15. Because, ultimately, the concept of a trusted advisor is “in the eyes of the beholder,” this evaluation derived the main attributes of a trusted advisor from the opinions of country authorities themselves. During the interviews, authorities were asked: How would you define a trusted advisor in the context of an institution like the Fund?8
16. Their responses show that a trusted advisor should:
- Provide an environment for a candid policy dialogue that allows for a free exchange of views. This entails both an institutional and an individual perspective—the atmosphere created by (i) the context/institutional framework for interaction; and (ii) staff behavior.
- Offer advice that has value-added and relevance, but also provides a range of policy options and risk assessments when there are no simple answers.
- Practice evenhandedness and objectivity (i.e., be an unbiased “honest broker”).
- Achieve the right balance between confidentiality and transparency (i.e., straddling the fine line between trusted confidant and, in J.M. Keynes’s words, “ruthless truth-teller”).
17. Clearly, the concept of trusted advisor is a multidimensional one, incorporating both institutional and individual features. There is also a time dimension to gaining trust. Sometimes a trusted advisor may need to provide unwelcome advice that, in the short term, might appear to undermine trust, but over the longer term could pay dividends in increasing trust, if the advice turns out to be right.9
18. Country authorities acknowledged the difference between being an expert and a trusted advisor, noting that the Fund needs to be both to be effective. In their view, an expert is a knowledgeable individual who tells you what to do by providing answers and analysis, while a trusted advisor is all that plus a good listener who synthesizes information and asks useful questions. A trusted advisor’s relationship is more collaborative, providing both insights and expertise. And a trusted advisor has the best interest of the country in mind and can be a true confidant, when needed.

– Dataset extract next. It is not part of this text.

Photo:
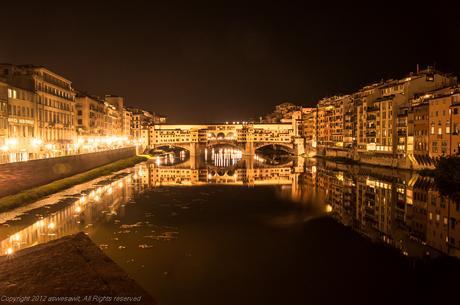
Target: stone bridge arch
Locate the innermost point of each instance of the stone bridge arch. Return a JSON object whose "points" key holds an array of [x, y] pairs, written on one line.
{"points": [[288, 147]]}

19. Whether the Fund is perceived as a trusted advisor depends partly on exogenous factors, including a country’s history with the Fund and such characteristics as a country’s level of development, region, political ideology, and culture. Authorities characterized some of these issues as the “legacy” of past dealings with the Fund and the political “stigma” of accepting IMF advice (or conditionality when borrowing from the Fund). Thus, the concept of trusted advisor may vary somewhat from country to country.